In a press release issued on Monday, the Bank of Korea (BOK) said that it has completed the first stage of its Central Bank Digital Currency (CBDC) or Digital Won trials.

Many central banks worldwide are reconsidering the use of fiat currencies in their economies as the financial revolution is taking centre stage across the board. South Korea ranks as one of the most developed Asian economies exploring the launch of a CBDC, with the country setting up a panel to accelerate its CBDC pursuit as far back as June 2020. 

As reported by the Yonhap News Agency, the first trial was launched back in August 2021 and completed in December, with the result revealing that the CBDC showed normal operations in a cloud-based environment. 

While the milestone recorded in the just concluded first trial stage is significant to the development of the Digital Won, the apex bank said there are more functionalities to test out in the second stage.

“We will confirm the possibility of operating various functions, such as offline settlements, and the application of new technologies, such as one intended to strengthen privacy protection during the second phase of the test,” the BOK said in a press release. 

The second phase of the trial is billed to commence right away and is expected to span until June 22 this year.

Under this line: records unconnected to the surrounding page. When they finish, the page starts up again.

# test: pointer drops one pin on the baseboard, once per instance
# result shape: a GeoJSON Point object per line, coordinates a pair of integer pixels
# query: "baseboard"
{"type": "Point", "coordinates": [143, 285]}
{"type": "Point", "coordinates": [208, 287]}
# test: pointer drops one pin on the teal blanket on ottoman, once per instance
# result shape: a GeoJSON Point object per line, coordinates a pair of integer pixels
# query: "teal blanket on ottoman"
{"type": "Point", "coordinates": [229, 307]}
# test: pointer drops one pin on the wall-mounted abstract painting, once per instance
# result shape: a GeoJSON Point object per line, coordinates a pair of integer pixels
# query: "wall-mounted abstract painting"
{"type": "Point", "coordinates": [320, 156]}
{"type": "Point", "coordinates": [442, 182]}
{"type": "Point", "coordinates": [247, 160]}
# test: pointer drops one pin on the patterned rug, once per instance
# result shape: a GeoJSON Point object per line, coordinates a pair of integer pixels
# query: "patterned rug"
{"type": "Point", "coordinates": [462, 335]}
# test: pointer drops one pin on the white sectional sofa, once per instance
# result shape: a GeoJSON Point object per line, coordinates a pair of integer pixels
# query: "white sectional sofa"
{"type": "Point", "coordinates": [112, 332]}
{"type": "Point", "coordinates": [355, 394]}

While no Asian central bank has officially launched a CBDC to date, the People’s Bank of China (PBoC) can be credited for developing the world’s most sophisticated CBDC to date. The country’s e-CNY project has been in advanced testing for a very long time. The PBoC has notably developed a digital wallet for the new legal tender accessible on Chinese-focused Google Play Store and Apple’s App Store, respectively.

The timeline for the launch of the e-CNY is not yet known, but the CBDC is drafted to be used at this year’s Beijing Olympics games by foreign athletes.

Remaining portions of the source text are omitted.